Par ailleurs, nous postulions l’implication des relations spatiales visuelles catégorielles dans la discrimination des expressions faciales émotionnelles. L’existence d’un sous-système dédié au traitement catégoriel n’a pas été démontrée dans notre expérience. Suite aux résultats de son étude dont l’une des tâches portait sur la discrimination d'expressions faciales, White (2002) a conclu au rôle des relations catégorielles dans la discrimination des expressions émotionnelles d'un visage. White présentait des photographies issues de la base de données d’Ekman et Friesen (1976) et n’a ainsi, en raison du caractère prototypique des expressions, pas pu considérer des modifications subtiles d’intensités. Sa conclusion du rôle des relations catégorielles dans la discrimination des expressions faciales doit donc être relativisée. Ainsi, nous proposons plutôt que la reconnaissance des expressions faciales émotionnelles prototypiques, ou la discrimination entre deux expressions n’exigeant pas une discrimination fine, par exemple entre deux expressions différentes ayant de fortes intensités, seraient perçues de manière catégorielle, selon la proposition de certains auteurs (Calder et al., 1996b ; Young et al., 1997). Cependant, les résultats obtenus dans notre expérience 2 (voir la discussion sur l’hypothèse CP) et notre proposition très spécifique ci-dessus, nous conduisent à rejeter l’hypothèse forte d’Etcoff et Magee (1992) selon laquelle l’assignement des expressions faciales à une catégorie est irrépressible.

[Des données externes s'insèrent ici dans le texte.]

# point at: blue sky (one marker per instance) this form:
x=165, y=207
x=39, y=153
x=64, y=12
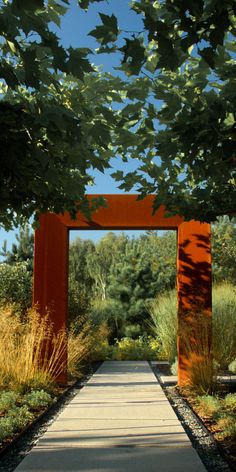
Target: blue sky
x=75, y=26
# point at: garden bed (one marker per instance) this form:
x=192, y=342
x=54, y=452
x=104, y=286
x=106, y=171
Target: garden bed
x=216, y=451
x=16, y=446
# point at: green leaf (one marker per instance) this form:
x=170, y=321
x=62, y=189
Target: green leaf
x=28, y=5
x=108, y=32
x=85, y=3
x=77, y=63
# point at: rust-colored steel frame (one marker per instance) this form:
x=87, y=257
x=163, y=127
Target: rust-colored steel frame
x=124, y=212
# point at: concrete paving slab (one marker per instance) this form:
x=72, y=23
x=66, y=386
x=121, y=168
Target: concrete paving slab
x=121, y=420
x=121, y=459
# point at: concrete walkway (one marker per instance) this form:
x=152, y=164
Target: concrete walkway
x=120, y=421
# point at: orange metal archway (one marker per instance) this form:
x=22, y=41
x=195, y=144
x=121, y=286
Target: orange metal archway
x=125, y=212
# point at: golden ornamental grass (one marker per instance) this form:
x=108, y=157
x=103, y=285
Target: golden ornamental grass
x=196, y=340
x=30, y=354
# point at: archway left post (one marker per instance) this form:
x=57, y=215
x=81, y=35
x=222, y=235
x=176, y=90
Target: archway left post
x=50, y=291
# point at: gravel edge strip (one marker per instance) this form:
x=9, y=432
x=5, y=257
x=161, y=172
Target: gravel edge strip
x=14, y=453
x=201, y=439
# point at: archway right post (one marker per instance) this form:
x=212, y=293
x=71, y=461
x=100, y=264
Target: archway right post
x=194, y=284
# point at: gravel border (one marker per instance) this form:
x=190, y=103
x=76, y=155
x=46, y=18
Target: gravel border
x=14, y=452
x=201, y=439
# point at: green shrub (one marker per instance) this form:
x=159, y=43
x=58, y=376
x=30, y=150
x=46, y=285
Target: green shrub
x=6, y=428
x=16, y=285
x=210, y=405
x=8, y=400
x=20, y=417
x=37, y=399
x=143, y=348
x=163, y=311
x=232, y=366
x=174, y=367
x=229, y=402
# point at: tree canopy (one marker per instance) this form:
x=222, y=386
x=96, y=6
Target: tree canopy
x=55, y=117
x=176, y=111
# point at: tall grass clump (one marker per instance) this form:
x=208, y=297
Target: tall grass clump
x=196, y=344
x=31, y=355
x=224, y=323
x=84, y=344
x=163, y=311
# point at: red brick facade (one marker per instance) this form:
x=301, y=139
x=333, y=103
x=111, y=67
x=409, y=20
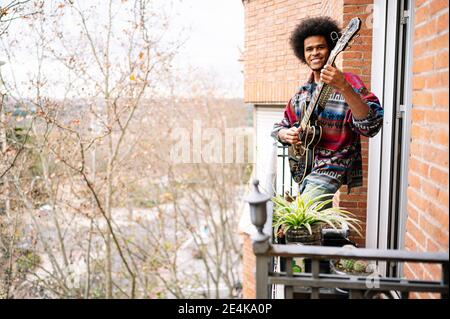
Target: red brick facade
x=428, y=206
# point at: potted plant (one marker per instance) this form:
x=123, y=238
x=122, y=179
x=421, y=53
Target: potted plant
x=352, y=267
x=301, y=219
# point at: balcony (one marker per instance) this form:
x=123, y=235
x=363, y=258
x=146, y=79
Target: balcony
x=274, y=282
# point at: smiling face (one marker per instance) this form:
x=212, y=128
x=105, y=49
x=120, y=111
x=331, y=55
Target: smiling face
x=316, y=52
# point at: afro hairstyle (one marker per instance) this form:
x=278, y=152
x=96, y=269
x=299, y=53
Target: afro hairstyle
x=323, y=26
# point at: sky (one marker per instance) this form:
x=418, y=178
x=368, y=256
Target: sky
x=214, y=39
x=212, y=32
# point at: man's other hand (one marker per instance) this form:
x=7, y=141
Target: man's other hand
x=290, y=135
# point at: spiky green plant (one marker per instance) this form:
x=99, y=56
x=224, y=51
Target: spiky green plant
x=306, y=211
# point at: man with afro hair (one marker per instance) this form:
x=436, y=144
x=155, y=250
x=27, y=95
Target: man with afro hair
x=350, y=111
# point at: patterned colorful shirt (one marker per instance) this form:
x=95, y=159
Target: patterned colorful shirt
x=338, y=154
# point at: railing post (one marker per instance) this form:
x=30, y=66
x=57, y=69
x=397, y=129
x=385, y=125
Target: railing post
x=261, y=245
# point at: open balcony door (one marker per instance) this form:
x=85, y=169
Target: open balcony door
x=389, y=151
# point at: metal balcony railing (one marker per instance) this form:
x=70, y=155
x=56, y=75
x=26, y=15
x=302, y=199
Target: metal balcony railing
x=315, y=284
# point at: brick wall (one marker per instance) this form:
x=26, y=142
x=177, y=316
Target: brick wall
x=271, y=71
x=428, y=206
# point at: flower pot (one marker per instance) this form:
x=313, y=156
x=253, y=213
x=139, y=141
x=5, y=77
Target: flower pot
x=302, y=235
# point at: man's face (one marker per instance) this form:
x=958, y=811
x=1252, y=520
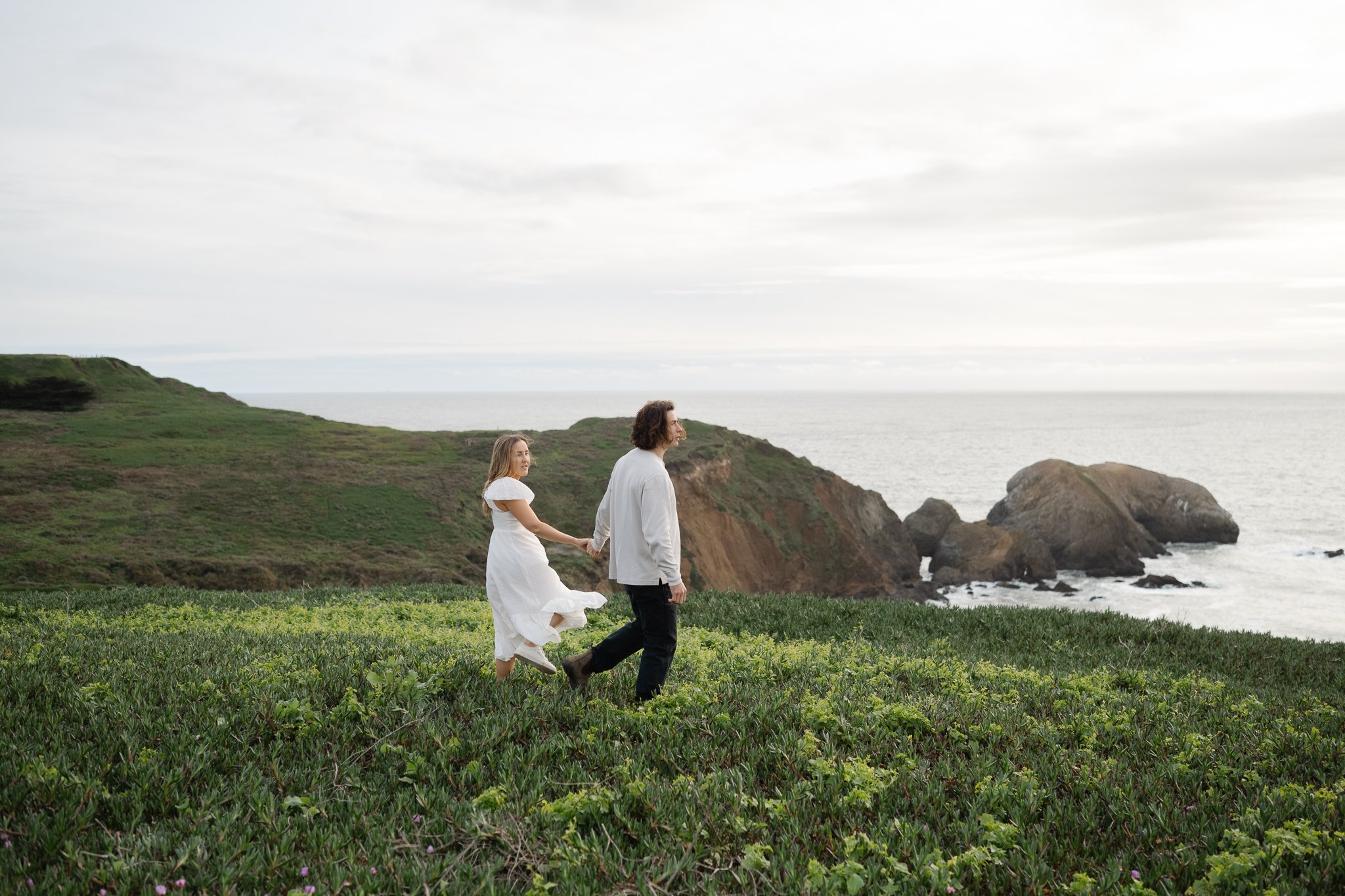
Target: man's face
x=676, y=430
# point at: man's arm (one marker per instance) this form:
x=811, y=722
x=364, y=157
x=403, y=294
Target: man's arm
x=658, y=507
x=603, y=522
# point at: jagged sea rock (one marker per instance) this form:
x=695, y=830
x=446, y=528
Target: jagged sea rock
x=1169, y=508
x=1105, y=517
x=1160, y=582
x=984, y=553
x=929, y=524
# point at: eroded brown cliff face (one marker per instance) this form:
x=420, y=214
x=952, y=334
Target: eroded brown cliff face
x=803, y=531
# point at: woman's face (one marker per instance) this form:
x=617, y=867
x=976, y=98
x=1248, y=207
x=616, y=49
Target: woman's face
x=519, y=458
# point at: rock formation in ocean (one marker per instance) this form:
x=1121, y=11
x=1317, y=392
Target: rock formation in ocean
x=984, y=553
x=798, y=530
x=1105, y=517
x=1160, y=582
x=929, y=524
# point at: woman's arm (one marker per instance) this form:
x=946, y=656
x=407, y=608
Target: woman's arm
x=523, y=513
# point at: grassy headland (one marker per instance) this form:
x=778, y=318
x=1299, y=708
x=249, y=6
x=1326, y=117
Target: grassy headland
x=159, y=482
x=236, y=740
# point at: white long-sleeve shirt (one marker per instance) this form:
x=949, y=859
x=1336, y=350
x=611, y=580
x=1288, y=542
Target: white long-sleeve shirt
x=639, y=512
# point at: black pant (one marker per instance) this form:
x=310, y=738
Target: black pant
x=653, y=629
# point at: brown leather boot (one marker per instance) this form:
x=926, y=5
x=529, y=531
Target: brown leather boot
x=579, y=670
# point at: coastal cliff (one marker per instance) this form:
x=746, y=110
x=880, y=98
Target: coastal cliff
x=154, y=481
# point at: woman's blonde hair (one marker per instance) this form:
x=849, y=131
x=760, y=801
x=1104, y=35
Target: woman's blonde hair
x=500, y=463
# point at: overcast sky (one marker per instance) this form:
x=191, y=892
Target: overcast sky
x=611, y=195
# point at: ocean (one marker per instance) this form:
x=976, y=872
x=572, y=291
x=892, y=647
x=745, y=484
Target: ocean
x=1275, y=461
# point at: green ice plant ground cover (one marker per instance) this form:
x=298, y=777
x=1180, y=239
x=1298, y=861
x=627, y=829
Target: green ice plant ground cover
x=354, y=740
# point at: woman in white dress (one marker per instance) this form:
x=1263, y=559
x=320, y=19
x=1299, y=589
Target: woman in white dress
x=529, y=602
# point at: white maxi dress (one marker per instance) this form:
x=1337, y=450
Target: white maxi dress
x=522, y=587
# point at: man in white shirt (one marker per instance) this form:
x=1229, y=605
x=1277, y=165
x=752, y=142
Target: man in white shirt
x=639, y=513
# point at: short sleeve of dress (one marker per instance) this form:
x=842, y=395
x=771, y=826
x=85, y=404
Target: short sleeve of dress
x=508, y=489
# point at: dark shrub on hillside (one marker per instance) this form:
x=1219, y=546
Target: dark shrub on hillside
x=46, y=394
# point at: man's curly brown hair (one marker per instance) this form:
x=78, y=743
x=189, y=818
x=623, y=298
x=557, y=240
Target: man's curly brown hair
x=651, y=425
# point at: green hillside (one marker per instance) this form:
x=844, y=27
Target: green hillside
x=355, y=742
x=160, y=482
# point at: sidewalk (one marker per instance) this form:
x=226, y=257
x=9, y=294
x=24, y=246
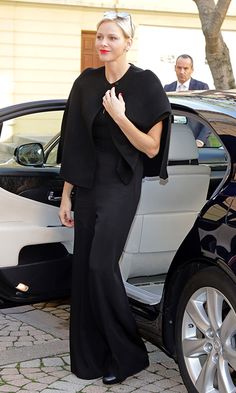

De plus, dans la tâche spatiale métrique de notre expérience 1, nous avions observé une disparition, avec la pratique, d’un avantage de l’hémisphère droit au niveau du gyrus angulaire, zone pariétale définie comme aire d’intérêt. Ainsi, nous avons suggéré que l’observation d’une disparition avec la pratique d’un avantage d’une des structures cérébrales pariétales, définies comme aire d’intérêt (le gyrus angulaire, les lobules pariétaux inférieur et supérieur), constituerait un indice supplémentaire nous permettant d’apporter des arguments en faveur de l’implication des relations spatiales métriques dans la discrimination des expressions faciales. Nos résultats ont mis en évidence, dans la tâche d’intensité, une disparition avec la pratique d’un avantage du lobule pariétal inférieur droit. Nous interprétons l’activation au niveau de cette structure, observée dans le premier bloc d’essais du jugement d’intensité, comme un argument en faveur de l’implication des relations spatiales métriques dans la discrimination d’intensités. Ce résultat est d’autant plus robuste qu’il considère cette région comme spécifiquement activée dans le premier bloc comparativement au second bloc. Un tel résultat n’a pas été observé dans la discrimination de la valence.